In just about any city, old unused buildings with the proper sun orientation may convert into urban farms, conveniently growing crops and vegetation that can be sold to local markets without the environmental burden of long distance transportation. These buildings that host urban farms will introduce a fresh architectural aesthetic to the city; one that demonstrates the much needed duality between modern technology and the natural world. The rendering below illustrates a redesign proposal of the vacant William Peirce Middle School in Southwest Center City Philadelphia. The primary program includes a library, exhibition space, a café, and a market. The urban farm becomes a centralized element for the building users to experience, and all cultivated fruits and vegetables are sold to the adjacent market. There are endless possibilities in which we can rearrange our failed buildings into something productive.

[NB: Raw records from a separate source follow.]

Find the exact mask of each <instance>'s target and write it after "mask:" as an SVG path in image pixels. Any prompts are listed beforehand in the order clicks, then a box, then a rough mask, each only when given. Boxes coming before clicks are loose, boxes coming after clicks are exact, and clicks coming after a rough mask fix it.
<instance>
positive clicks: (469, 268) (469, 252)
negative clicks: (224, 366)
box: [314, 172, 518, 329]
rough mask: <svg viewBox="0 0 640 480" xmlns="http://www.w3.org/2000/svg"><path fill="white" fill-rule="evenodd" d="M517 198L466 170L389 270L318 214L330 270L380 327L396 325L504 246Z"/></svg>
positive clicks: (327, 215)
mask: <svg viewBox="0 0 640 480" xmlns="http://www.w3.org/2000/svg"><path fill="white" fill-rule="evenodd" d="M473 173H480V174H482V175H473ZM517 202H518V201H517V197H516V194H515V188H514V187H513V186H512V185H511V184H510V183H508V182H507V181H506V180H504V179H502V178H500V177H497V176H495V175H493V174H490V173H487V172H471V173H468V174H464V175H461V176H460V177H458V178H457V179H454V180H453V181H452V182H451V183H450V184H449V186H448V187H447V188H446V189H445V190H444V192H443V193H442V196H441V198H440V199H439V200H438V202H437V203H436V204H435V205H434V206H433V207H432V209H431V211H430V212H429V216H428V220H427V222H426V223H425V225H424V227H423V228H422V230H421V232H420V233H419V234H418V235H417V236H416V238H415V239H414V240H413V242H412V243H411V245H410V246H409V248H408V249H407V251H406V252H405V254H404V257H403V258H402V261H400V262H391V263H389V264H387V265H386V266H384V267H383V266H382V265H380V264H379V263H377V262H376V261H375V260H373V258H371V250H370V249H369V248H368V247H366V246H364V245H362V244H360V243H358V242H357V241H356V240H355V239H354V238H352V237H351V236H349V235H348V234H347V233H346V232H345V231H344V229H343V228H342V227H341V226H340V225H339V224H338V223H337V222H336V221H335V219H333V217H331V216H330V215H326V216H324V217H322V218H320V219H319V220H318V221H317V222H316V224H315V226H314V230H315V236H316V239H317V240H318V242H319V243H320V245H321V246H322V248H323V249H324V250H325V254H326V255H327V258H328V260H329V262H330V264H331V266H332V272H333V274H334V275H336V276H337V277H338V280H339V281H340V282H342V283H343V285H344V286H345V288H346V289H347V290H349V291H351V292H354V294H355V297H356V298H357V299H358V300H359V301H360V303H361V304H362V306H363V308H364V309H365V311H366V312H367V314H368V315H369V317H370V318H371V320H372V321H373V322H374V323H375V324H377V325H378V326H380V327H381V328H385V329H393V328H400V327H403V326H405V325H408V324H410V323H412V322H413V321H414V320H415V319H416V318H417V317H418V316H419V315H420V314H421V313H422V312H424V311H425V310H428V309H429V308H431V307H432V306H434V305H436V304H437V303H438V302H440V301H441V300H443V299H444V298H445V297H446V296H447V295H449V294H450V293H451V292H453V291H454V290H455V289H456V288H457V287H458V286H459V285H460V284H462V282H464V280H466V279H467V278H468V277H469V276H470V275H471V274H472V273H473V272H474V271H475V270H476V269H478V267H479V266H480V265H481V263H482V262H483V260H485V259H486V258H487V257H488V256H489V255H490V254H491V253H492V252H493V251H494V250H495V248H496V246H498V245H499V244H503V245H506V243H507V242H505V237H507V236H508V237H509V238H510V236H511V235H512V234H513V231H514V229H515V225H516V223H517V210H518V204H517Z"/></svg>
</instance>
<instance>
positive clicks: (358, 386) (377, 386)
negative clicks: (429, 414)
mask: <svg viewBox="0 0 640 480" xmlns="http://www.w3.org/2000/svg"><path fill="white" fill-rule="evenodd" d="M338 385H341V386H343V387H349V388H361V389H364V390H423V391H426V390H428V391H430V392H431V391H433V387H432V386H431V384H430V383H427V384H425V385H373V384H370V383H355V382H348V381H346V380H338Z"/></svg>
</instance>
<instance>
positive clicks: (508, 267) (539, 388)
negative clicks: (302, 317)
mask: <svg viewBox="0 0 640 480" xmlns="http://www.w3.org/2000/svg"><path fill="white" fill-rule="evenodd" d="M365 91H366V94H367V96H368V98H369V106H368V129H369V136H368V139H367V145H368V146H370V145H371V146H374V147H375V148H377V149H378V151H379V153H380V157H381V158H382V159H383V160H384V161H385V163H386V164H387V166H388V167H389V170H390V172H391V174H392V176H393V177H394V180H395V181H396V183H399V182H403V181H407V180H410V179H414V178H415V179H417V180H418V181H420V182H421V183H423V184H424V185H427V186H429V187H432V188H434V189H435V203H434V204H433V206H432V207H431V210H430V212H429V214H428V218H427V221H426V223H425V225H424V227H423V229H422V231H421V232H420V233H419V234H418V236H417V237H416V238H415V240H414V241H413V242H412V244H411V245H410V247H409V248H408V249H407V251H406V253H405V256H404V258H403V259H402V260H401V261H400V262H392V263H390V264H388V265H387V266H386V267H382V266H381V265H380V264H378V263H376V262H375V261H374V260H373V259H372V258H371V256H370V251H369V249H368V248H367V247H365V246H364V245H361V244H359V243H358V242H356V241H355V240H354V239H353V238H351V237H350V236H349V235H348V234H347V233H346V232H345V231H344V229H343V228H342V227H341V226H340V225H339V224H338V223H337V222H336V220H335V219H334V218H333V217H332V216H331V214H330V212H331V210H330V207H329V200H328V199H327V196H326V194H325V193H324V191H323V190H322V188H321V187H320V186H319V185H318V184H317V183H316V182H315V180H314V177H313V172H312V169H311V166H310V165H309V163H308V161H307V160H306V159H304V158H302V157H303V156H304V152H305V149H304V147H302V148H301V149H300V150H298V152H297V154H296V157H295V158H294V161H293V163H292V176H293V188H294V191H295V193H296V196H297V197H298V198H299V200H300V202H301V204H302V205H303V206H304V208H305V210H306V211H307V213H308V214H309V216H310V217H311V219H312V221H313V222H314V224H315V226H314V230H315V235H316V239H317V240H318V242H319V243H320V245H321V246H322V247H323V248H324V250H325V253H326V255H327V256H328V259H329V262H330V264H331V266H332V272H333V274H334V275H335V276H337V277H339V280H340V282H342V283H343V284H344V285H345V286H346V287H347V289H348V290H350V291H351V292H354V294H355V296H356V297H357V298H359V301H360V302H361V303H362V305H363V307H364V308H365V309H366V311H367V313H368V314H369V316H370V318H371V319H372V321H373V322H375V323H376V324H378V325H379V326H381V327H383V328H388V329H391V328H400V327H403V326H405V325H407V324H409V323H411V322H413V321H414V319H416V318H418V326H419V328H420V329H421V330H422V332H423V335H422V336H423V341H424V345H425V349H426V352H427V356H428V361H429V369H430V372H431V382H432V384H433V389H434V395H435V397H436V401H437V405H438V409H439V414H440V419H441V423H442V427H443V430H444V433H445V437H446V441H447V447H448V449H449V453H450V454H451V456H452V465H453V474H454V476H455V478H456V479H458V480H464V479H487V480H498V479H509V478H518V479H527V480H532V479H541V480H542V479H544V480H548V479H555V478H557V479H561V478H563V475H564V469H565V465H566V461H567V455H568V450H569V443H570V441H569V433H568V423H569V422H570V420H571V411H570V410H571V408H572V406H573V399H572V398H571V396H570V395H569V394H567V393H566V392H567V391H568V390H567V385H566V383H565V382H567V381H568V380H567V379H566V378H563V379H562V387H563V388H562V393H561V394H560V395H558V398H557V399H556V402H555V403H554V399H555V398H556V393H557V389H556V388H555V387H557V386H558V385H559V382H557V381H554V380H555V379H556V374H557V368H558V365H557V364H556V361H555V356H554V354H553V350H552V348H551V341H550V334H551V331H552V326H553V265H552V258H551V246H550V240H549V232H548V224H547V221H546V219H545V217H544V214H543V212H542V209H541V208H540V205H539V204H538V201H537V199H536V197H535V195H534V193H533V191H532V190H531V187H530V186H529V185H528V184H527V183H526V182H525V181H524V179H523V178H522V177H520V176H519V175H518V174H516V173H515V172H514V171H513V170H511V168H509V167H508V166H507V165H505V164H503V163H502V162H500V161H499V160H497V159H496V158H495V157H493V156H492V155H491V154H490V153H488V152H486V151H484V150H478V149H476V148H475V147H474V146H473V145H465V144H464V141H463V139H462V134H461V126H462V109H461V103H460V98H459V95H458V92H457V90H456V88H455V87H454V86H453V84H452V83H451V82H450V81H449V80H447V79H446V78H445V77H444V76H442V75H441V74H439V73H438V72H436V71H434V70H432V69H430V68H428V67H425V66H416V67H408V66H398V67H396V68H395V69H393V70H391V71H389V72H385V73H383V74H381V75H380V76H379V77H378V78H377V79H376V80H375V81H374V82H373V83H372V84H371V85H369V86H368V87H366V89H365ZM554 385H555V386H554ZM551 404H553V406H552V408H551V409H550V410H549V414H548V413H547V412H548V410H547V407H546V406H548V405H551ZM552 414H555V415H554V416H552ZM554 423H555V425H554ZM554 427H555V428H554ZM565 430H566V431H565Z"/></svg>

A more productive urban environment
Nature is where we come from. We are psychologically programmed to respond to the breeze of a spring afternoon and the natural light that should legally have to pour into every single habitable space. We live in such mechanized cities where office workers and city dwellers are deprived of such stimuli, hurting our productivity and further disconnecting us from the things that shouldn’t be. We owe it to ourselves to break free from this grey toned system that has nearly dehumanized us in the name of this ‘modern’ era, and instead design cities where nature and technology may coexist as one cohesive element; both functionally and aesthetically. We must allow ourselves to embrace the beauty of the Earth as we once did before the time of industrialization, while simultaneously implementing our technological advances as one holistic system that neither destroys our land nor wastes our intellectual ability. Again, this is not a utopian dream, but rather a game plan to update our cities to a new level of productivity, and reinvent the standard in which they are devised from. I’m not trying to green-wash every city skyline into some multi-billion dollar green-washed ideology; I just personally think we can do better.